The new liquidity Trap, part 2 realized: 2'300'000 CHF
Decadrachm, unsigned work of My(ron) and Poly(ainos) circa 409-406, AR 42.42 g. AKRAGAS   Of the highest rarity, less than ten specimens known. Undoubtedly one of the most  prestigious, important and fascinating Greek coins. A masterpiece of the  finest Classical style, work of two skilled master-engravers.

Since the "recovery" began five years ago, disposable income for the top 1 percent has increased by 40 percent.  For the rest, it is flat.  Factor in inflation, and 99 percent of the population is in worse condition than at the stock market low 5 years ago.

There is no official inflation.  Yet everyone in the 99 percent knows their dollars are worth much less than five years ago.  Rents have soared.  Education has soared.  Health Care costs have soared.  Eating out has soared.  Eating healthy food has soared.  Fuel has soared.

In other words, the world's most liquid market, the market for US dollars has somehow been manipulated downward, so that the notes in your wallet are losing value quickly.

This is the new liquidity trap.  The more liquid the market, the easier it is for the top one percent at the Big Banks, to manipulate it.

Stocks are at all time highs.  Because only the top one percent is participating in stocks.  They're waiting to suck everyone back in before they get out and let it collapse.  It won't collapse until the last widow and orphan gives up and gets in.

Gold is under huge pressure.  Because the top one percent is running it down, until every last little gold bug gives up their gold.  Once everyone is out, they'll buy bit all up and let it rise as stocks drop.

This is all done because Price Discovery which is the hallmark of Liquid Markets is terribly easy to manipulate when you are able to overwhelm liquidity with tremendous Volume.  This volume, enabled and backstopped by the Central Banks who literally create trillions out of thin air and give it to the traders at the Big Banks, turns Free Markets on the head.  The "Freer" in other words, the "More liquid" the easier to manipulate.

There are many who still don't believe all the liquid markets are manipulated suckers traps.  None of these true believers in the Free Market work at Wall Street Big Banks.  On Wall Street, they understand and revel in the rigged casinos we call markets.  You only need to have worked there a short while to understand this.

All those Patriotic True Believers in Free Markets make the Wall Street/Big Bank rigged casinos work.  As they happily lose all their worldly belongings, they look for scapegoats everywhere - immigrants, Jews, blacks, socialists, liberals - everyone but the Big Banks who are sucking them dry.

But the new Liquidity Trap has a flip side.  And it lies in the safety of illiquid markets for items with intrinsic value: coins, medals, antiquities, historical documents, art, gemstones, diamonds etc.

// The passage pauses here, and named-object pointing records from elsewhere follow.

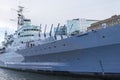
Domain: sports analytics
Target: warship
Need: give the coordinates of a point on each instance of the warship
(93, 51)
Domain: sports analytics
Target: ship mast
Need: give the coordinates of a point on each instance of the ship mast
(20, 17)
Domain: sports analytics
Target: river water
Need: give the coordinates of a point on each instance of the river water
(6, 74)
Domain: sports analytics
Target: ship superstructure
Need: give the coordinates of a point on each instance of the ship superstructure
(92, 51)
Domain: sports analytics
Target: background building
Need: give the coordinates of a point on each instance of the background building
(79, 25)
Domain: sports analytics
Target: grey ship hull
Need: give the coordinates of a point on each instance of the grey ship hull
(93, 52)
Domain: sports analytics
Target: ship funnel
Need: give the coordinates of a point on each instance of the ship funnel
(51, 30)
(40, 30)
(45, 30)
(56, 31)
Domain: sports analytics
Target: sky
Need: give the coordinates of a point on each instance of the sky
(54, 11)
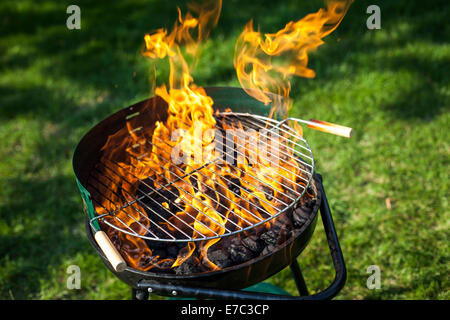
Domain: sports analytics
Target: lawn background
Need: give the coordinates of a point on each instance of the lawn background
(390, 85)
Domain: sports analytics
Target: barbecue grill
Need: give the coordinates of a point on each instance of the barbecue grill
(147, 203)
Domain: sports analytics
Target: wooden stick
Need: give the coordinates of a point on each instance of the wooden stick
(111, 253)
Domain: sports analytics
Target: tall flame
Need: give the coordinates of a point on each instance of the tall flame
(265, 63)
(201, 192)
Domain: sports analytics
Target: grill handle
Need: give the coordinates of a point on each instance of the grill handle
(145, 286)
(111, 253)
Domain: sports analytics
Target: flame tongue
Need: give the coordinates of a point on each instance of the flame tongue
(266, 62)
(204, 197)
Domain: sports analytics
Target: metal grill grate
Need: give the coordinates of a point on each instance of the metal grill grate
(139, 208)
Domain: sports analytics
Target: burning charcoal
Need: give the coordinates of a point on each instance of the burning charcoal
(268, 250)
(190, 266)
(240, 254)
(300, 216)
(146, 261)
(221, 258)
(254, 244)
(270, 237)
(164, 264)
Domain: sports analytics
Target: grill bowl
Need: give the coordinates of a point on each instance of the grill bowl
(235, 277)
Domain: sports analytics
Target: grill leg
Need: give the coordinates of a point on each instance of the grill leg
(139, 294)
(299, 280)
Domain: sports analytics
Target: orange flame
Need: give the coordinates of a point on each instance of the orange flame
(208, 205)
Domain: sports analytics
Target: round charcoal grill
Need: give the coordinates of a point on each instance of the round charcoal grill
(95, 176)
(296, 185)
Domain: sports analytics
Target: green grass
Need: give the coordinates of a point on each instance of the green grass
(391, 85)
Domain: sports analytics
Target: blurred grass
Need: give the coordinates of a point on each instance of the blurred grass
(390, 85)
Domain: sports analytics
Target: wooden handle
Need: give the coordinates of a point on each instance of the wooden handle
(111, 253)
(330, 128)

Ironically, it is very hard to systematically manipulate the price for items for which there is no price discovery.  You can pay a trillion dollars for an original  copy of the declaration if independence - if you can find one.  But there may not be a greater fool to pass it on to.  And that purchase tells you nothing about the price at which that document will next change hands.  All you've done is acquire the document.   The same is true to varying degrees for all unique items of intrinsic value.

So, if there is no price discovery, how are these items stores of value?

Because those who work at understanding these markets, those who know how many of each item might exist, how similar items are valued, where these items change hands, how these items change hands and how they are valued in comparison to other items of intrinsic value - can get  a pretty good idea of the reasonable range of value for any given item.

In other words Price Discovery is extraordinarily Knowledge Intensive, rather than Volume Intensive.  Therefor there is no advantage for the  Big Banks.  Yet there is a large Global Market for these items.

Take the Dekadrachm pictured above.  It sold recently for two and half million dollars?  Was this a fair price?  Will it hold its value?  I'd say yes.  What would you say?

Protect yourself.  Learn about these markets.